The George Mason University report, Freedom in the 50 States, ranked Arizona 11th in the nation on a scorecard of personal and economic freedoms that takes into account everything from tax burden to seatbelt laws – to the freedom to party unfettered.
It may have been that bachelor-party ranking – Arizona finished 49th in the category that measured alcohol, prostitution and marijuana laws – that brought the state’s overall standing down.
“We happily concede that different people value aspects of freedom differently,” the report’s authors wrote, by way of explaining why they break freedom into 40 different areas based on 200 types of policy.

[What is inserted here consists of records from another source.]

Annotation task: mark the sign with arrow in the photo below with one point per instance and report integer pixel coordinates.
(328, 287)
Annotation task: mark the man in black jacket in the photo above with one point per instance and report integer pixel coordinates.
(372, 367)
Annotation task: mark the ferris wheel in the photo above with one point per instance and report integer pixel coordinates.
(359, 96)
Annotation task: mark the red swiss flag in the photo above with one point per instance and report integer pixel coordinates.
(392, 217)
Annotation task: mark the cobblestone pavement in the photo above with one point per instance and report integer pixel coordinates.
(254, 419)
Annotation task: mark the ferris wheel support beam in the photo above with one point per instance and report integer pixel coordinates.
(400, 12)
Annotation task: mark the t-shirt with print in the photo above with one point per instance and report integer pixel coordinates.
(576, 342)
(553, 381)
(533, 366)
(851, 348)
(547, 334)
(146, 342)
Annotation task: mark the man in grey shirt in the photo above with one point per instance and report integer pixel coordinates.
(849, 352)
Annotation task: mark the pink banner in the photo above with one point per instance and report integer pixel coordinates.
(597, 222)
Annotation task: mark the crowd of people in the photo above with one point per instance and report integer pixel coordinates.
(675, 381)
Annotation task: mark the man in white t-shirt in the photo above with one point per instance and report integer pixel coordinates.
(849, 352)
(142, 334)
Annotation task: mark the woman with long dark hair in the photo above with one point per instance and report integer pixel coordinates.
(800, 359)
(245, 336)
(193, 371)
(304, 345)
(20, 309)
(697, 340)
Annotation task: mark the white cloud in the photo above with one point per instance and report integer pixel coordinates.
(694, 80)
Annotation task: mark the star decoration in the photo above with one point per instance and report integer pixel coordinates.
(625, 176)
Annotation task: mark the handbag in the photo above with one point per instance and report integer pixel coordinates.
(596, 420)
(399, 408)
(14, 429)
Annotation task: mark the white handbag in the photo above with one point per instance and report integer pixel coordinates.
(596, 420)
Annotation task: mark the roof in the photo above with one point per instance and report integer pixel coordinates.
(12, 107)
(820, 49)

The report, the third produced by George Mason’s Mercatus Center, measured overall freedom by balancing tax policy and regulation – high points for Arizona – against personal freedoms, where Arizona lost ground.
Arizona was No. 1 for gun-control freedom, second for educational choice and 15th for its tax burden. The report made fiscal and regulatory policies count for almost 70 percent of the overall grade, which is why Arizona did well. The state moved up 12 places in the standings from the last report, in 2009.
Jason Sorens, a political science professor at State University of New York at Buffalo and one of the authors of the report, conceded that the final score is not a perfect measure of individual freedom. What they were trying for was an index that reflects the average American’s idea of freedom, he said, an almost-impossible goal.
“Some people might be happy to pay taxes as long as everyone else is,” Sorens said of the relative importance the report placed on freedom from taxation, for example.
The goal, Sorens said, is to “get people to think about what freedom means to them.”